Марцевич играет спектакль.

Эмоция и интеллект, благородство сердца и благородство души, чистота юности, перед которой отступает все грязное, низкое, вчерашнее.

Это Гамлет очень возвышенный. Очень прозрачный. Это сама юность мира. И это — рождение нового, третьего Гамлета.

В конце спектакля, как и встарь, овация. Охлопков выводит Гамлета — Марцевича, ставит его перед рампой, поднимает руку, требуя у зрителей тишины. Он говорит зрителю: «Сегодня Эдик сыграл свою первую и единственную роль. Я спрашиваю у вас: «Быть такому Гамлету или не быть?»

Зал кричит: «Быть!», «Быть!», «Быть!»

Быть! Эдуард Марцевич становится известным артистом после первой своей роли.

Он счастлив.
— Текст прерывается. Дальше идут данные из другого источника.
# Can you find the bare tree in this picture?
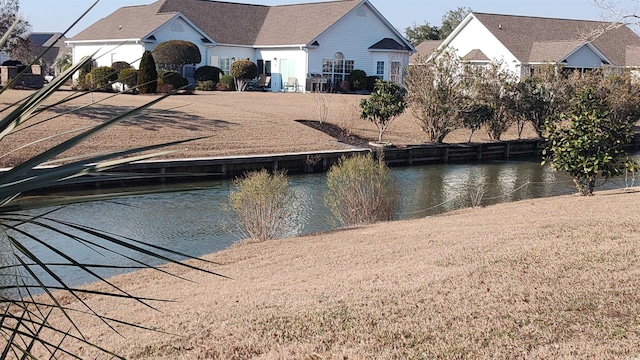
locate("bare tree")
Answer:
[404,49,465,143]
[0,0,31,57]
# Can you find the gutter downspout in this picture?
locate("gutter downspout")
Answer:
[300,45,309,93]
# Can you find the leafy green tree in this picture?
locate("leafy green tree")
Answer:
[229,59,258,91]
[472,61,517,140]
[440,7,473,39]
[404,49,468,143]
[347,69,367,91]
[543,86,636,195]
[53,52,73,74]
[325,154,396,226]
[404,22,440,46]
[229,170,300,241]
[360,80,407,144]
[138,51,158,94]
[153,40,202,73]
[89,66,118,90]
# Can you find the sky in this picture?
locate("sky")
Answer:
[19,0,640,37]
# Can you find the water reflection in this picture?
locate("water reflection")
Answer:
[5,160,636,285]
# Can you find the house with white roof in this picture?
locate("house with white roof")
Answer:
[418,12,640,78]
[67,0,415,91]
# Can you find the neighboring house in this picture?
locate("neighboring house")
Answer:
[412,12,640,78]
[29,32,71,75]
[67,0,415,91]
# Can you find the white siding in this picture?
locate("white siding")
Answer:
[449,18,521,76]
[73,41,144,68]
[308,4,409,85]
[148,17,211,67]
[252,48,308,91]
[564,45,602,68]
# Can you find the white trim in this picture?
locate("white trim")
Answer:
[558,42,612,65]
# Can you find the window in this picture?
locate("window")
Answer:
[389,61,402,84]
[376,61,384,79]
[322,59,355,83]
[256,60,271,75]
[218,58,231,75]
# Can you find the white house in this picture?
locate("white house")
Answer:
[67,0,415,91]
[412,12,640,78]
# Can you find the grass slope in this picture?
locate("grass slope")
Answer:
[42,190,640,359]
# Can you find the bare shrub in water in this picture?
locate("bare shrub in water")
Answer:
[229,170,300,241]
[325,155,396,226]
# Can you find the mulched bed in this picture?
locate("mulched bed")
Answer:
[296,120,372,148]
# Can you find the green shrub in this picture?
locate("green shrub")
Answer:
[229,170,300,241]
[325,155,395,226]
[347,69,367,91]
[543,86,637,195]
[118,68,138,89]
[217,75,236,90]
[158,71,189,93]
[230,60,258,91]
[195,65,223,83]
[196,80,216,91]
[111,61,131,75]
[365,76,380,92]
[87,66,118,90]
[138,51,158,94]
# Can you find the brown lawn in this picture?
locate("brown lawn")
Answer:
[0,91,640,359]
[0,90,532,167]
[33,190,640,359]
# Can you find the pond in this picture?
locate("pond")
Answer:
[2,160,631,285]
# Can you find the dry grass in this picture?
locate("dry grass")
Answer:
[33,191,640,359]
[0,90,540,167]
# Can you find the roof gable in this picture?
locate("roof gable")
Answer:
[471,13,640,66]
[158,0,269,45]
[72,0,413,50]
[69,1,177,42]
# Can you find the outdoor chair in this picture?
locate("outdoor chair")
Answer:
[284,77,298,92]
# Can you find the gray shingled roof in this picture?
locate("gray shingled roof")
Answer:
[72,0,370,46]
[409,40,444,63]
[70,0,176,41]
[462,49,491,61]
[255,0,360,46]
[369,38,411,51]
[473,12,640,66]
[158,0,269,45]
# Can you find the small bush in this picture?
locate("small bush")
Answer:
[365,76,380,92]
[229,170,300,241]
[138,51,158,94]
[195,65,223,83]
[217,75,236,91]
[196,80,216,91]
[118,68,138,89]
[86,66,118,90]
[158,71,189,92]
[347,69,367,91]
[325,155,395,226]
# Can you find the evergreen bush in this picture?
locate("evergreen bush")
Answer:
[347,69,367,91]
[229,170,300,241]
[138,51,158,94]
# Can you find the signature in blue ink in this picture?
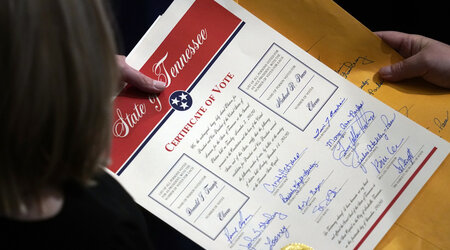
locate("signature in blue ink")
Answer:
[263,148,308,193]
[371,138,405,173]
[434,110,448,132]
[392,148,414,174]
[264,225,289,250]
[326,102,375,148]
[276,82,296,108]
[239,212,288,250]
[313,98,347,139]
[279,162,319,203]
[313,187,341,213]
[333,105,380,173]
[224,211,253,244]
[297,179,325,210]
[336,56,375,78]
[333,114,396,174]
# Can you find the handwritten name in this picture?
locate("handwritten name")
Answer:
[279,162,319,203]
[433,110,448,132]
[263,148,308,193]
[313,187,341,213]
[313,98,347,139]
[392,148,414,174]
[276,82,296,108]
[239,212,288,250]
[224,211,253,244]
[264,226,289,250]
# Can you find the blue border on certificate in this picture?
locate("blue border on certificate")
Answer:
[116,21,245,175]
[238,43,339,131]
[148,153,250,240]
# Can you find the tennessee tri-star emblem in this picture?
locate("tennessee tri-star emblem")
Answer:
[169,90,192,111]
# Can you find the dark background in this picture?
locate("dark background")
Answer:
[335,0,450,44]
[112,0,450,55]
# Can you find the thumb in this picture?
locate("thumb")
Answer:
[378,54,426,82]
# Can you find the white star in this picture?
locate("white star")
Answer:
[180,102,188,109]
[180,93,187,100]
[172,98,179,105]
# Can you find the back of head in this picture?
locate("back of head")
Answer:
[0,0,117,214]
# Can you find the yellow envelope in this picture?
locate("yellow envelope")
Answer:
[236,0,450,249]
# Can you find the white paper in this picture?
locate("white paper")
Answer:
[108,0,450,249]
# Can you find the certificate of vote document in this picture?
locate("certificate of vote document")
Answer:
[108,0,450,249]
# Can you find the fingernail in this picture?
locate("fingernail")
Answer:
[153,80,166,90]
[378,66,392,77]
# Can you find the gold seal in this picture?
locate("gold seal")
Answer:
[281,243,314,250]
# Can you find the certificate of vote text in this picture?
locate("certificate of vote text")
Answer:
[108,0,450,249]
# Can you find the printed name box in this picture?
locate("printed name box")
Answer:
[239,43,338,131]
[149,154,248,240]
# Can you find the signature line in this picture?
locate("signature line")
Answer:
[259,58,291,98]
[194,185,225,223]
[283,75,316,114]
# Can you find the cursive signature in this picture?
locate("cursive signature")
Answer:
[263,148,308,193]
[224,211,253,244]
[392,148,414,174]
[276,82,296,108]
[239,212,288,250]
[336,56,375,78]
[313,187,341,213]
[434,110,448,132]
[264,225,289,250]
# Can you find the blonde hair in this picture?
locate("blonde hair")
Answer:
[0,0,118,214]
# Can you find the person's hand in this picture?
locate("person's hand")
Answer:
[375,31,450,88]
[116,56,166,93]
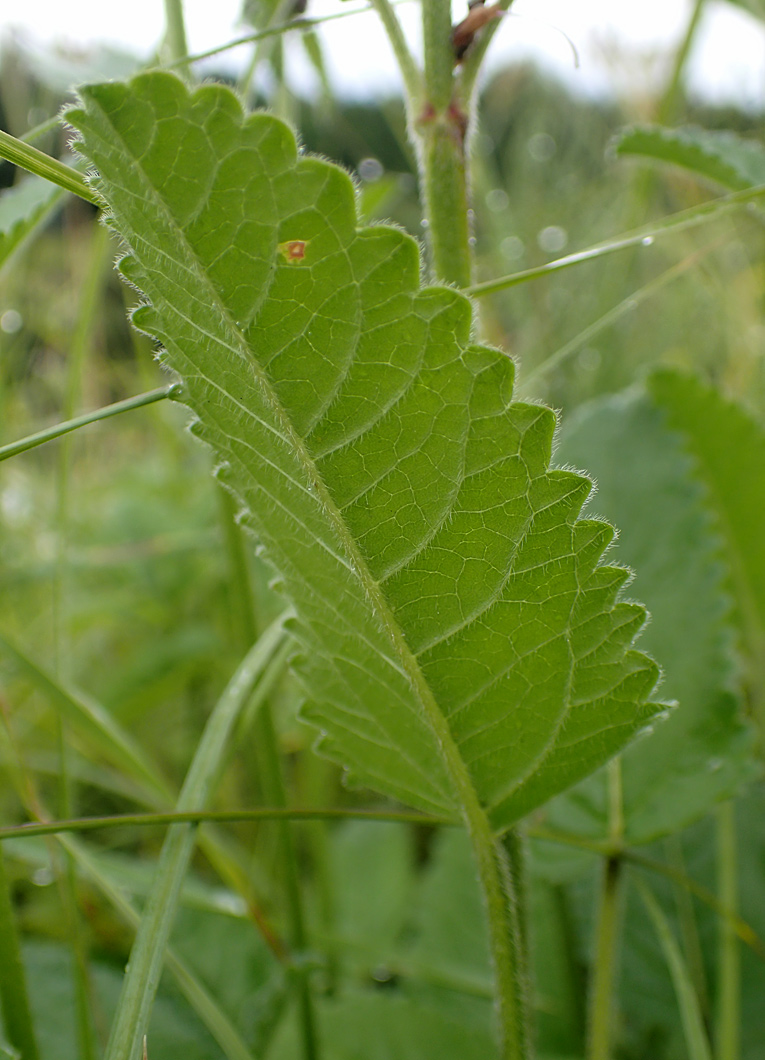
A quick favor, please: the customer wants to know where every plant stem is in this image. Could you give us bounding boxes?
[638,881,712,1060]
[0,850,39,1060]
[715,801,741,1060]
[371,0,419,102]
[410,0,473,287]
[657,0,706,125]
[164,0,189,70]
[587,758,624,1060]
[587,855,623,1060]
[460,0,513,106]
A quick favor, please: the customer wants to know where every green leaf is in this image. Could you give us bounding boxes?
[0,177,65,268]
[549,391,757,843]
[68,73,658,829]
[650,371,765,731]
[615,125,765,191]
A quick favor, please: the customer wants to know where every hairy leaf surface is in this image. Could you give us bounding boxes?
[69,73,657,828]
[615,125,765,191]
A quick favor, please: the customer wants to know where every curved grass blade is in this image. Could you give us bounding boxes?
[0,386,176,461]
[638,881,712,1060]
[0,634,172,806]
[105,619,285,1060]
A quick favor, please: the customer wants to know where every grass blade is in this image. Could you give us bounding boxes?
[0,851,39,1060]
[0,129,103,207]
[638,881,712,1060]
[60,837,252,1060]
[0,384,177,461]
[0,634,173,807]
[106,619,286,1060]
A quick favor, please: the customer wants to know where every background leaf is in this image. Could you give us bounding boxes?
[650,371,765,740]
[613,125,765,191]
[550,390,758,843]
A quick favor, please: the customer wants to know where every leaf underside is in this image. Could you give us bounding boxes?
[67,72,659,829]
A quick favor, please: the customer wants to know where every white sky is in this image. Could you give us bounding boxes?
[0,0,765,109]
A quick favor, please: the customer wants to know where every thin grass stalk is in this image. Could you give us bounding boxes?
[410,0,474,287]
[60,836,253,1060]
[220,488,319,1060]
[0,384,177,462]
[587,757,624,1060]
[105,620,285,1060]
[52,217,110,1060]
[638,880,712,1060]
[664,835,712,1026]
[715,801,741,1060]
[0,849,39,1060]
[587,856,624,1060]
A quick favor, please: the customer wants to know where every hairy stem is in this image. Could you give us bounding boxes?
[587,856,623,1060]
[412,0,473,287]
[164,0,189,69]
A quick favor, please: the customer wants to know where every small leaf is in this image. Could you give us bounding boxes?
[613,125,765,191]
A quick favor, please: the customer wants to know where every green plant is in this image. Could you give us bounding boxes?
[0,6,764,1060]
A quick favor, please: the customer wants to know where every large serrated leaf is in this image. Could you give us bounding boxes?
[68,73,657,829]
[549,390,757,843]
[613,125,765,191]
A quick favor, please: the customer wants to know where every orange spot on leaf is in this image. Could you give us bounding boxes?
[279,240,308,262]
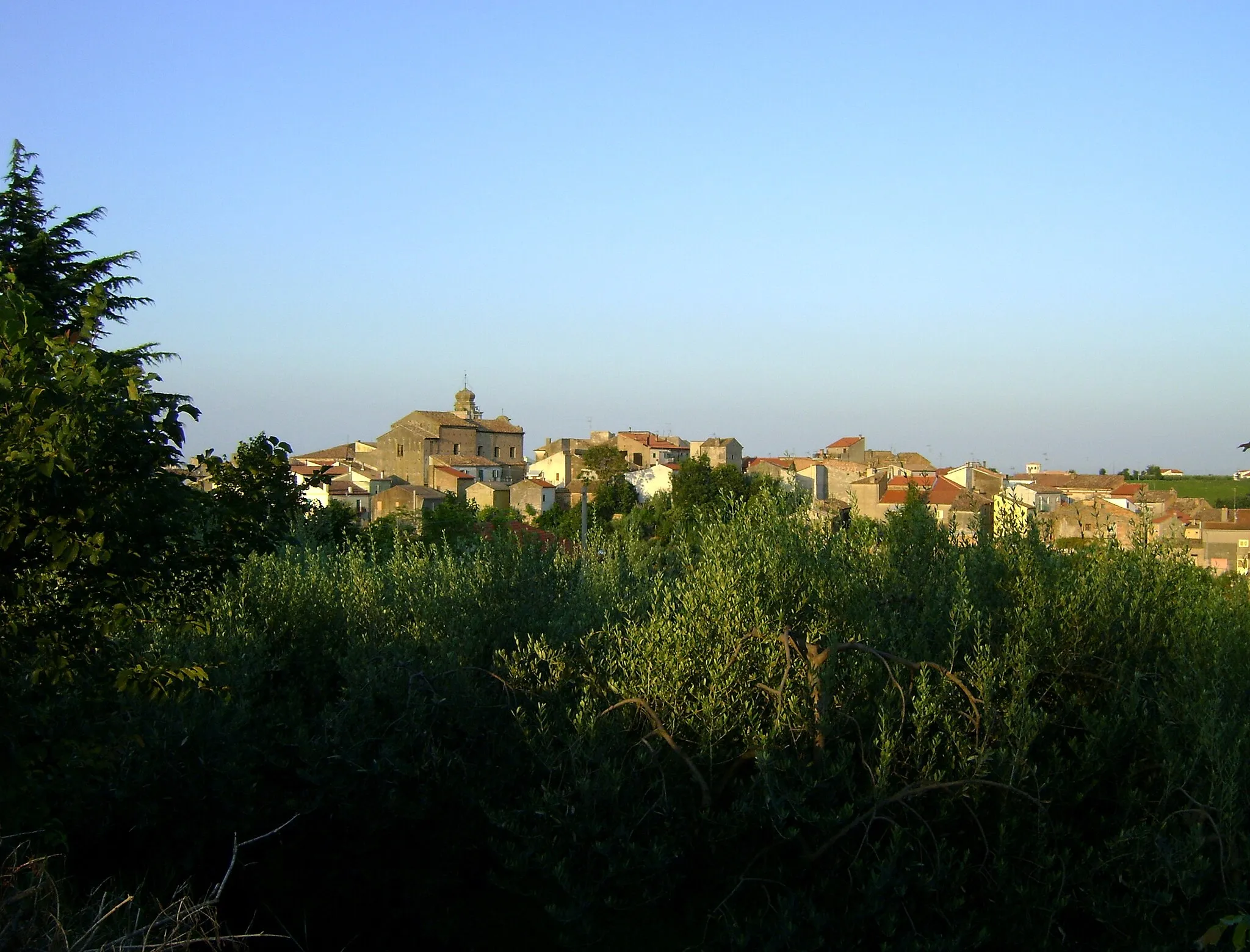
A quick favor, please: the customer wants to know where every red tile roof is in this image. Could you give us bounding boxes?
[618,431,684,450]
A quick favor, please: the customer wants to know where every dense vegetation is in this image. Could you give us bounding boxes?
[7,143,1250,950]
[1145,476,1250,508]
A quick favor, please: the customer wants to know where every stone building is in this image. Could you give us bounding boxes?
[369,389,525,486]
[690,436,743,470]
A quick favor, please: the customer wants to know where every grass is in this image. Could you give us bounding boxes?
[1145,476,1250,508]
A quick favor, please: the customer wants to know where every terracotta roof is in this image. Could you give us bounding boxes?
[899,452,934,470]
[472,416,525,433]
[820,460,866,472]
[1034,472,1125,490]
[748,456,825,472]
[430,453,504,466]
[618,431,685,450]
[291,440,376,460]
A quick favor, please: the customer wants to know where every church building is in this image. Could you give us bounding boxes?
[370,388,525,486]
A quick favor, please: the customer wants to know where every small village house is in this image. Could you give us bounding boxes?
[507,478,555,519]
[690,436,743,471]
[465,482,513,510]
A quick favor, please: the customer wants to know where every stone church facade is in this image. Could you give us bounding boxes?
[370,388,526,486]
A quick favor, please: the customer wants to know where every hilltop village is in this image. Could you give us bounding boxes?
[283,388,1250,575]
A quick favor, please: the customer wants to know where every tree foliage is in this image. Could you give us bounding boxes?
[575,442,627,482]
[0,140,149,337]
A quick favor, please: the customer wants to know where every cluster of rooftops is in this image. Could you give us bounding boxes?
[266,388,1250,571]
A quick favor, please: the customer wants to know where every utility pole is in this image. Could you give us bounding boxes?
[581,474,588,549]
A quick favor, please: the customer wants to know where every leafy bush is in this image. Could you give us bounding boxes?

Но счастлив не меньше его и Охлопков. Режиссеру положено умереть в актере. Но в это утро он не умер, он воскрес.


Сам он как артист давным-давно простился с огнями рампы.

Он их боится, этих огней.

В московских «Зрелищах» я наткнулся на вклейку-приложение — «Программы московских театров. Репертуар Театра имени Мейерхольда. 23 декабря 1923 года сотое представление «Земли дыбом». Читаю «Действующие лица», в конце колонки перечисление безымянных персонажей. Первый солдат — Лев Свердлин. Второй солдат — Николай Охлопков. Знакома фамилия и Третьего солдата — Иван Пырьев.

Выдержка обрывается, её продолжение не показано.